Back in june 2011 I working on East side near by the Tunnel Concrete 2 " thick high to 10" thick high to Trains over pass.




































Last week I working on West side. The concrete was 14" high by 4-1/2" wide.


















New on the inside Track loop will be a Trains Yard for Rolling Stock and locomotive parking of the main line track.


----------



## Ron Senek (Jan 2, 2008)

Bryan that looks good and good to see you back on here. Did you ever get that engine done?


----------



## up9018 (Jan 4, 2008)

The rebuild is coming along nicely Bryan. Keep us posted. 

Chris


----------



## NTCGRR (Jan 2, 2008)

thats great, I was wondering where you have been. make sure those SD45s will clear the corners???


----------



## lotsasteam (Jan 3, 2008)

Good work Brian! 
Just wondering where Ron is setting up his new layout? 

Manfred


----------



## Ron Senek (Jan 2, 2008)

Manfred was over in Utah for the last club meeting didn't see you there. We are building new layout in Grand Junction Colorado have one loop down with 476 feet and 600 feet total down. Still lots of work to do.


----------



## Bryan Smith (Jan 2, 2008)

Marty, I was very Busy at working Framing houses i didnt spent time playing my layout. i spent alot time playing my daughter 2 year-old. I did make sure my SD45 is clear around the corner i have no problem. But two new UP SD70mac From Shad Pulley i buying from him. GREAT PRICE and GREAT DEAL. I feel bad for Shad he selingl alot his collection train. now is 2 SD70mac didnt have wire hook-up for battery power yet.
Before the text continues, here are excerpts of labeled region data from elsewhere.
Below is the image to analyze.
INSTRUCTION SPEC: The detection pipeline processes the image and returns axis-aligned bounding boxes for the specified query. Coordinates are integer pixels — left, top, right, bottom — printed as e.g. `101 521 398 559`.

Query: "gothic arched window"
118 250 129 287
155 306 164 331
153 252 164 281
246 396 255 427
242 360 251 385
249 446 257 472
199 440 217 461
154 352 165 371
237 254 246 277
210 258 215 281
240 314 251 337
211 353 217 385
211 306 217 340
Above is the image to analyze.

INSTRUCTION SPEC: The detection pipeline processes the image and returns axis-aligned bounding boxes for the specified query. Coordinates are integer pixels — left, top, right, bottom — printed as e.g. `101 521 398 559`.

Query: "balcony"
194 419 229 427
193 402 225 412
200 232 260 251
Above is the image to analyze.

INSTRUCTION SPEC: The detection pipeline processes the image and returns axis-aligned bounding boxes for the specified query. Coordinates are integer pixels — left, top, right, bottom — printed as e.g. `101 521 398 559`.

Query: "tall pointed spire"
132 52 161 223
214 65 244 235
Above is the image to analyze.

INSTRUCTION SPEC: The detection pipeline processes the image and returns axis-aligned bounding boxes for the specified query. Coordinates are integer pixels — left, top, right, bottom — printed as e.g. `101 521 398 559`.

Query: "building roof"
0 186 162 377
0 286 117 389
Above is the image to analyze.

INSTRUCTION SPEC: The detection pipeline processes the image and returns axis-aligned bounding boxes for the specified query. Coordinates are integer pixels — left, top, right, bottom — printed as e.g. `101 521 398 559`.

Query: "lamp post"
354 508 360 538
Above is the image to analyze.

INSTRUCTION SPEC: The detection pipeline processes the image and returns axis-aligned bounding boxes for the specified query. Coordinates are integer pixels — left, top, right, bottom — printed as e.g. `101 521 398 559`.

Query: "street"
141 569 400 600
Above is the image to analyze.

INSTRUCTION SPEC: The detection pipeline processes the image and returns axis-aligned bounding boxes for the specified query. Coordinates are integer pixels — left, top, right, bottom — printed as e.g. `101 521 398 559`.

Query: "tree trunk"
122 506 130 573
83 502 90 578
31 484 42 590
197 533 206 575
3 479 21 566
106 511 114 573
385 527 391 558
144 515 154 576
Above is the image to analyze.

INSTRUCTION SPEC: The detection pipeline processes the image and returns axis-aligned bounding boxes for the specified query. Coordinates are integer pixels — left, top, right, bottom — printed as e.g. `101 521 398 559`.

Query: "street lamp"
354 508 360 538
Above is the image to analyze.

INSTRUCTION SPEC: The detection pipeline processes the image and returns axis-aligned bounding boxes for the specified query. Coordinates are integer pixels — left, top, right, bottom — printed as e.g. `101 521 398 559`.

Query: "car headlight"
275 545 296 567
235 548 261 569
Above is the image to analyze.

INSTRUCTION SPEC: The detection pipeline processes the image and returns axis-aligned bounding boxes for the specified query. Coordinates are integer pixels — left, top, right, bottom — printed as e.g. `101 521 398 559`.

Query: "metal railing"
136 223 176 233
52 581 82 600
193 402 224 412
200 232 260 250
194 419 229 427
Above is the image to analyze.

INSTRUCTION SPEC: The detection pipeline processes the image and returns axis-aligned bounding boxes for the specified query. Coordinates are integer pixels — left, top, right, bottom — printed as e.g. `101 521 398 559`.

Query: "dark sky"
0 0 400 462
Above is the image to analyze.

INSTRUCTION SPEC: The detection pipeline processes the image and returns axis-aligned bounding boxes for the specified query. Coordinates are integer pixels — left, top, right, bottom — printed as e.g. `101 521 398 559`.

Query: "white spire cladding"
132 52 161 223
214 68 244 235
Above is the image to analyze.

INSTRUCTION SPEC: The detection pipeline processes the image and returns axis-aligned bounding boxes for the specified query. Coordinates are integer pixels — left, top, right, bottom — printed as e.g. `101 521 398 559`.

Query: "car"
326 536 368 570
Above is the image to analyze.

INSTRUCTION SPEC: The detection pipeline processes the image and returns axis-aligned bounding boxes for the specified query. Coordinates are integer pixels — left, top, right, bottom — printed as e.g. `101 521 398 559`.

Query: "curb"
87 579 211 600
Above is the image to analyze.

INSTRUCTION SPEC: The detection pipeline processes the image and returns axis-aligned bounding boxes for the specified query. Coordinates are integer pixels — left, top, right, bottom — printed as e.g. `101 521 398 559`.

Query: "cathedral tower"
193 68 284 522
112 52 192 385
Also First Time my Daughter 2 year-old was enjoy Watching and playing daddy model train. SD70mac off main line track UP Dash-9 on main line track with battery power.


----------



## Therios (Sep 28, 2008)

awesome work there. nice to see the girl enjoying the view as much as we are. I gotta love concrete roadbed and you have done a stellar job there. just wondering if you had any metal in the concrete and if you drove rebar or such into the ground. It really does look awesome. And the photos with the sun in the background are really nice.


----------



## Bob in Kalamazoo (Apr 2, 2009)

Fantatic railroad Bryan, I love that last photo of your daughter watching the trains. I can just picture my 2 year-old grandson doing that. Except when he was here last summer he was busy rearrainging all my autos, people and houses. I still haven't fixed everything, but, they are just toys, and I had fun watching him playing with them. If it had been my kid (his father) he wouldn't have gotten away with it. 
Bob


----------



## Jerry Barnes (Jan 2, 2008)

Welcome back Bryan! Been wondering about you, I see the reason you have been gone, cute girl.


----------



## Bryan Smith (Jan 2, 2008)

Thank Guys, Jerry i haven't play model train last over 10 month. but weed grow fast buried my tracks and houses.


----------



## Bryan Smith (Jan 2, 2008)

Thank for comment Guys... I will post more Photos


----------



## Bryan Smith (Jan 2, 2008)

Last week my layout was reopen inside loop and outside loop.


----------